When I first learned about NLP this sounded very logical, so I tried it out. The techniques worked so well I decided to become a trainer and coach of NLP.
So, essentially, NLP is a technique to help undo mental patterns, while meditation is used by people on an inner, self-development journey. And while they’re very different from one another, and at first glance, it looks like two couldn’t be further apart; they complement each other perfectly.
Both of them centre around understanding the patterns of our minds. Patterns which we can actively work on and change to act in more productive ways. Through NLP, this is generally very specific in that we work on particular events in a person’s life – a sort of laser beam approach. In contrast, meditation creates a foundation to enable us to understand the broader mind – like sunshine illuminating the parts we are yet to discover.
So how do meditation and NLP support one another?
Once you have achieved a certain level of mindfulness, the use of NLP becomes even more powerful because you can see in real time what those processes are doing.

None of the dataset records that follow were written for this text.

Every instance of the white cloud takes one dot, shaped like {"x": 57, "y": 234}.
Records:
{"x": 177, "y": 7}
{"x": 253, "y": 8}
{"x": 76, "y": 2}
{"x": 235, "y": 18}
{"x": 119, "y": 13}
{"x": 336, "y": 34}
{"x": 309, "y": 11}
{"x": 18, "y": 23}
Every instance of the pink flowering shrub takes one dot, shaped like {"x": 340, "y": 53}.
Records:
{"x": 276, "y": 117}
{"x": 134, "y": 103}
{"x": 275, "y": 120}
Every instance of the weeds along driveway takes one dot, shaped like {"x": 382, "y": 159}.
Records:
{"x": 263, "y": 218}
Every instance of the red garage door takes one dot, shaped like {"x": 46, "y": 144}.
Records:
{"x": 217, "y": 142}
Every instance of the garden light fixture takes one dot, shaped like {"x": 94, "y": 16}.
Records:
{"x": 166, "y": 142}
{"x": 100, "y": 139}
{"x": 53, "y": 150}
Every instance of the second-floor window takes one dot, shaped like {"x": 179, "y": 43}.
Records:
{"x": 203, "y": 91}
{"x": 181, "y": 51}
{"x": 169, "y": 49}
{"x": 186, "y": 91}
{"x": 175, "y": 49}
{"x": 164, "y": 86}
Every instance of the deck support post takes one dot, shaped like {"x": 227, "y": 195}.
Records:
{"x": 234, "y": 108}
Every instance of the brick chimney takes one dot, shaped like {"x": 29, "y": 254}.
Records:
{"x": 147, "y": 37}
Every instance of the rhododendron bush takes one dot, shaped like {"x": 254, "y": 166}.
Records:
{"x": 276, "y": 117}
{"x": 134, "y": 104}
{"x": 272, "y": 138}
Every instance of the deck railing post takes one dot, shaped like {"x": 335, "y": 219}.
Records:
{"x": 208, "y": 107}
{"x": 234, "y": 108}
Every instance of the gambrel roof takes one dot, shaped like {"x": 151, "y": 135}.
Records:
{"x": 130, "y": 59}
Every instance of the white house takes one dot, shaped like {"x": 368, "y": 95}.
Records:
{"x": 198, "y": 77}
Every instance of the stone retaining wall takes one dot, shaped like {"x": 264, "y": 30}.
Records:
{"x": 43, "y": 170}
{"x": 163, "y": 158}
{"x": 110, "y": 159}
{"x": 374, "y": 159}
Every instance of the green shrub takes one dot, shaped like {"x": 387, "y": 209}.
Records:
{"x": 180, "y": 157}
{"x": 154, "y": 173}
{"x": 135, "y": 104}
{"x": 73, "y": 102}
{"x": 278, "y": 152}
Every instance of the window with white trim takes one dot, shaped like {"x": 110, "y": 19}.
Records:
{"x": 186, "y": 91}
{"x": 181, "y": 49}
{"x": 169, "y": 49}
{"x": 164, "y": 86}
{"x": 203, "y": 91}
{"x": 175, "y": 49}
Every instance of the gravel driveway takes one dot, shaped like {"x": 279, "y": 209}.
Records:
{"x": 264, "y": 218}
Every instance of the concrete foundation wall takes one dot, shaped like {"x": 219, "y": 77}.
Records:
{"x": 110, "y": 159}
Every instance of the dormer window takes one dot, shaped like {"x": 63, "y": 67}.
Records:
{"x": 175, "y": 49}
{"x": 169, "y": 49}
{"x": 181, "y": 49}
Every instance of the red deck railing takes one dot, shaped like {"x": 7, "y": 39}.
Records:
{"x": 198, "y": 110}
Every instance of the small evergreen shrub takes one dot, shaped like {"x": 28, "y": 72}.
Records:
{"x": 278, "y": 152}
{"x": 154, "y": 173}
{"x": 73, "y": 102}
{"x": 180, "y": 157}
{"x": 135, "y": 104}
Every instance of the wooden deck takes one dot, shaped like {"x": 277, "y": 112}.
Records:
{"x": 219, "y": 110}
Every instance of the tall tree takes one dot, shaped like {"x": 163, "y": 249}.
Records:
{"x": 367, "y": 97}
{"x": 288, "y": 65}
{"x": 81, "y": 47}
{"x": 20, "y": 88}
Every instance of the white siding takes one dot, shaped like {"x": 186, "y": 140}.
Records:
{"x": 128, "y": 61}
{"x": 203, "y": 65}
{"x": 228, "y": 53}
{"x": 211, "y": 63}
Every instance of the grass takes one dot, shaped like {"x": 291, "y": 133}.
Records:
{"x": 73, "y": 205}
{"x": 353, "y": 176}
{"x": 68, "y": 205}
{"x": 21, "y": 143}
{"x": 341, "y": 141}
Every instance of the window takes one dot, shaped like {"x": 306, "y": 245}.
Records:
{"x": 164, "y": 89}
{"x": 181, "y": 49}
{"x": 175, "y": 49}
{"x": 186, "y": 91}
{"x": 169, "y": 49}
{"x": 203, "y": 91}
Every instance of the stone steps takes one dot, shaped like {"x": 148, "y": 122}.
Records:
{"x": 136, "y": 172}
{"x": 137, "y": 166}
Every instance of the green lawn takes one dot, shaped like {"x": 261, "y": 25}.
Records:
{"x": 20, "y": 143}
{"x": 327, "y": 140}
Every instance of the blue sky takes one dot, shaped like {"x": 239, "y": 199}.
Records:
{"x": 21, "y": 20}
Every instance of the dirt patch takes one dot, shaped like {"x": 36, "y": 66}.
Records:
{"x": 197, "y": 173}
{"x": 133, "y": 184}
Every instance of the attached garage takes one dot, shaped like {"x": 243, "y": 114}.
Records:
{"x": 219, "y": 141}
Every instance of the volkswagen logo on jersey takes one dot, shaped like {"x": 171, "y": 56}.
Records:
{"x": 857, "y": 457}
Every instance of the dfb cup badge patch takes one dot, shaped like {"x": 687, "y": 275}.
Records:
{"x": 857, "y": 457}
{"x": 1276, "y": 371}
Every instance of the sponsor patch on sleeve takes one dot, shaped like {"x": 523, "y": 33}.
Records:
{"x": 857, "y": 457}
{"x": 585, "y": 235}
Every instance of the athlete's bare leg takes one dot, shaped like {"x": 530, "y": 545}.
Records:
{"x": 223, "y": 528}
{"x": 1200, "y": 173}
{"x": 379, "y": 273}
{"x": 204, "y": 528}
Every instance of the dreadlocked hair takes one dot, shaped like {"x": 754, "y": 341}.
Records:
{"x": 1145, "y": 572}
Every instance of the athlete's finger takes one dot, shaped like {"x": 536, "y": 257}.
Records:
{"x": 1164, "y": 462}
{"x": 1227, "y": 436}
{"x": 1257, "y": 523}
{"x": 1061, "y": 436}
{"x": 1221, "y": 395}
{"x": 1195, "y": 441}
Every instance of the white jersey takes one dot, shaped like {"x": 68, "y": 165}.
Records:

The two fields work beautifully in conjunction with each other. NLP provides a powerful tool to shift emotional blocks and create motivation whereas meditation brings a deeper and more spiritual foundation to NLP.
How can NLP benefit you?
To answer this question, you should ask if there is anything you are doing that is not working for you – and if you know of people that are doing it better that you. Or better still “what do you want?”. If there is an area of life you could improve, and you have a suspicion that it is because you are not thinking, talking or acting as efficiently as you could, then it is worth finding out if a strategy has been modelled to do it better. Through personal coaching or doing a group course, you can learn and master your strategy. That is how you get what you want in life.